If $p=2^n-1$ is prime, therefore $2^{n-1}·(2^n-1)$ is perfect

Question

If $p=2^n-1$ is prime, therefore $2^{n-1}·(2^n-1)$ is perfect.

Well I would want to prove that but I don't really know where to start.
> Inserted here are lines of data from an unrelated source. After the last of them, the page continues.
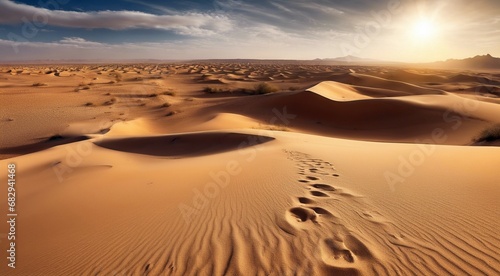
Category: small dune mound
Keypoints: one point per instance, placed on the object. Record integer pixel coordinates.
(377, 82)
(337, 91)
(184, 145)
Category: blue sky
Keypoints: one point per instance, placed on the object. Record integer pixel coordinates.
(400, 30)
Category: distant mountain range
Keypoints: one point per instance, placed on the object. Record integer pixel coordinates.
(485, 62)
(477, 62)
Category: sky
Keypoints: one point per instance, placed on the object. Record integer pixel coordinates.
(391, 30)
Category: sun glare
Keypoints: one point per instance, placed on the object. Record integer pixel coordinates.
(423, 30)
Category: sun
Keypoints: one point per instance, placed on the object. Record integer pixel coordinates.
(423, 29)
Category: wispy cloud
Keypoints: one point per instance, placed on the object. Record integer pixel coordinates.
(196, 24)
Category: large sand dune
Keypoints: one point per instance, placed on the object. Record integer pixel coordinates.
(338, 173)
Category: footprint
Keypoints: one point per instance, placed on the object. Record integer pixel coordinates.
(305, 200)
(324, 187)
(318, 194)
(321, 211)
(335, 252)
(357, 247)
(302, 214)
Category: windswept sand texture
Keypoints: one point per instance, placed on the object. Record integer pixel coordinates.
(135, 170)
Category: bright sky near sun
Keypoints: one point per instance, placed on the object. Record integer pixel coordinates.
(398, 30)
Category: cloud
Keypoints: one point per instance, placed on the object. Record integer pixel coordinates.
(192, 23)
(78, 41)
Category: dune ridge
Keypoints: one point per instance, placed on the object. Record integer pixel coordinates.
(346, 170)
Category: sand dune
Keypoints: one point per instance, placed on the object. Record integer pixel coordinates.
(343, 171)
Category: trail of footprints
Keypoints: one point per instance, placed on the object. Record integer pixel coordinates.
(339, 249)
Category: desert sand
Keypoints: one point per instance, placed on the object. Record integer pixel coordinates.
(182, 169)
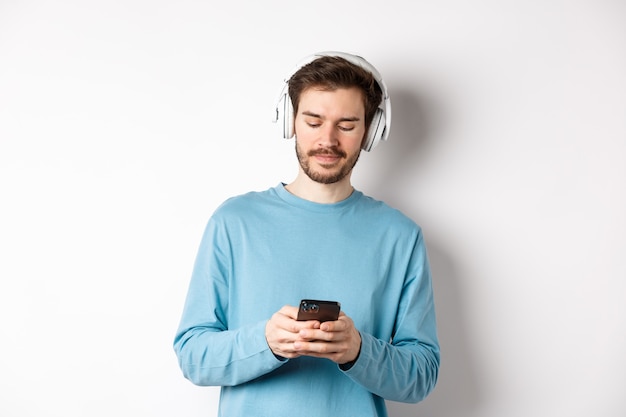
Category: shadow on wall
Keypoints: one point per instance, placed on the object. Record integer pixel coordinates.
(458, 390)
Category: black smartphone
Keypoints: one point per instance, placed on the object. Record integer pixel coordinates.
(319, 310)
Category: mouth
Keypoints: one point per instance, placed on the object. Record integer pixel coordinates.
(327, 156)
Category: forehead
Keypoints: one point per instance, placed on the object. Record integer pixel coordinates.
(343, 102)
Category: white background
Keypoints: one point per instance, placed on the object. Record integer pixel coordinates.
(123, 124)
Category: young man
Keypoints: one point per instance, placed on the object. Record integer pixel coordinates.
(314, 238)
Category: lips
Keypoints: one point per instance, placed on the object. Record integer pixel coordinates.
(330, 154)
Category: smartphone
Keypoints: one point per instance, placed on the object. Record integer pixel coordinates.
(319, 310)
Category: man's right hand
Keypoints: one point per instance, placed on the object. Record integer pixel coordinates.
(282, 331)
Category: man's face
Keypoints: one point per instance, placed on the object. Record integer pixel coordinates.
(329, 126)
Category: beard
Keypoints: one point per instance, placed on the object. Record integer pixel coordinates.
(331, 174)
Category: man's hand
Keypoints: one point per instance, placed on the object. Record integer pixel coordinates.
(338, 340)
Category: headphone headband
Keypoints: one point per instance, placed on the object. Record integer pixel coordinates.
(380, 123)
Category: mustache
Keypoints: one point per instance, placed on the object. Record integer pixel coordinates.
(334, 151)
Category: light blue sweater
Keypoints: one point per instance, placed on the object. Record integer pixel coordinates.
(263, 250)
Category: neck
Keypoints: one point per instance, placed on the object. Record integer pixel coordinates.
(307, 189)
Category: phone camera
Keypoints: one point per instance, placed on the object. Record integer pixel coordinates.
(312, 308)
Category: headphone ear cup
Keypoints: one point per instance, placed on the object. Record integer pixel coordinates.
(375, 131)
(288, 120)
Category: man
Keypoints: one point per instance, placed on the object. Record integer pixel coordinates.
(314, 238)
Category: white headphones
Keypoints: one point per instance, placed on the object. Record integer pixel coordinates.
(381, 122)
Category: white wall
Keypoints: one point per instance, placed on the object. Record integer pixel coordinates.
(123, 124)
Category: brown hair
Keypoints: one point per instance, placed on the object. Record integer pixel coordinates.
(331, 73)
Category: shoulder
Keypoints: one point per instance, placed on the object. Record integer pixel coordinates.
(245, 204)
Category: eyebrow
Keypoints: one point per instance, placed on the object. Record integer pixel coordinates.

Any ideas?

Answer 1

So you want to know how this formula is resulted!

This is based on assumption that the required perfect number N is a multiple like $a^{\alpha}$ of a Mersenne prime $2^n-1$:

$N=a^{\alpha}(2^n-1)$

$\sigma_N=S_{a^{\alpha}}\times S_{2^n-1}$

Where S is the sum of divisors, we have:

$S_{a^{\alpha}}=\frac{a^{\alpha +1}-1}{a-1}$

And $S_{2^n-1}=2^n-1+1=2^n$

Because $2^n-1$is prime and it's divisors is itself and the number 1. Therefore we may write:

$S_N=2^n \times \frac{a^{\alpha+1}-1}{a-1}$

Now due to the definition of perfect number we must have:

$S_N=2 N$ ⇒ $2^n \times \frac{a^{\alpha+1}-1}{a-1}=2 a^{\alpha}(2^n-1)$

It can easily been seen that if $a=2$ we will have:

$S_N=2^n \times \frac{2^{\alpha+1}-1}{2-1}=2 \times2^{\alpha}(2^n-1)$

Or

$2^n(2^{\alpha+1}-1)=2^{\alpha +1}(2^n-1)$

Which results in $n=\alpha+1$ and gives the general form of perfect numbers as:

$N=2^{n-1}(2^n -1)$